Executing Natural Language-Described Algorithms with Large Language Models: An Investigation
Xin Zheng, Qiming Zhu, Hongyu Lin, Yaojie Lu, Xianpei Han, Le Sun
TL;DR
The paper evaluates whether modern LLMs can execute algorithms described in natural language by constructing a CLRS-based test suite (CLRS-mini and CLRS-Numeric) and a rigorous prompting framework that enforces stepwise execution. Results show GPT-4 attains near-perfect performance on algorithms with clear control flow and arithmetic, while numerically intensive tasks remain out of reach without external tooling; GPT-3.5 variants underperform, especially on graph- and recursive-heavy tasks due to context-length limits. The study also analyzes intermediate results, ablations, and data-leakage concerns, concluding that detailed natural-language prompts strongly enhance faithful program execution. Overall, the work demonstrates that LLMs can mimic Von-Neumann-like execution for many algorithms, providing a foundation for further exploration of computation with LLMs and for developing robust benchmarks.
Abstract
Executing computer programs described in natural language has long been a pursuit of computer science. With the advent of enhanced natural language understanding capabilities exhibited by large language models (LLMs), the path toward this goal has been illuminated.
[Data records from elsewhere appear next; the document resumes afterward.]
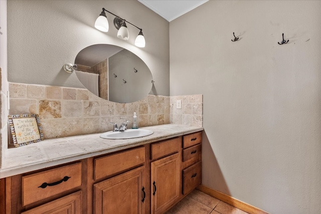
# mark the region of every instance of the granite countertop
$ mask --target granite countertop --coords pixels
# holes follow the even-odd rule
[[[107,154],[202,131],[201,127],[165,124],[143,127],[154,132],[143,137],[110,140],[101,133],[45,139],[3,152],[0,178]]]

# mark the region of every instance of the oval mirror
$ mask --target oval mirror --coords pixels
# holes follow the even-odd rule
[[[89,91],[117,103],[138,101],[149,94],[152,77],[147,65],[133,53],[112,45],[98,44],[76,57],[77,78]]]

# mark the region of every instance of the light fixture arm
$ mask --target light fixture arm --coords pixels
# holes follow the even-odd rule
[[[123,18],[121,18],[121,17],[118,17],[118,16],[117,16],[116,15],[115,15],[115,14],[113,14],[113,13],[111,13],[111,12],[109,12],[109,11],[107,11],[107,10],[105,9],[105,8],[102,8],[102,11],[106,11],[106,12],[108,12],[109,14],[111,14],[111,15],[113,15],[113,16],[115,16],[116,17],[117,17],[117,18],[118,18],[120,19],[121,19],[121,20],[122,20],[123,21],[124,21],[124,22],[126,22],[126,23],[127,23],[128,24],[130,24],[130,25],[132,25],[133,26],[134,26],[134,27],[135,27],[135,28],[137,28],[137,29],[139,29],[139,30],[140,30],[140,31],[142,31],[142,30],[141,28],[138,28],[138,27],[136,26],[135,25],[133,25],[133,24],[132,24],[130,23],[129,22],[127,21],[126,21],[126,20],[124,20],[124,19],[123,19]]]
In this paper, we seek to examine the capacity of present-day LLMs to comprehend and execute algorithms outlined in natural language. We established an algorithm test set sourced from Introduction to Algorithm, a well-known textbook that contains many representative widely-used algorithms. To systematically assess LLMs' code execution abilities, we selected 30 algorithms, generated 300 random-sampled instances in total, and evaluated whether popular LLMs can understand and execute these algorithms. Our findings reveal that LLMs, notably GPT-4, can effectively execute programs described in natural language, as long as no heavy numeric computation is involved. We believe our findings contribute to evaluating LLMs' code execution abilities and would encourage further investigation and application for the computation power of LLMs.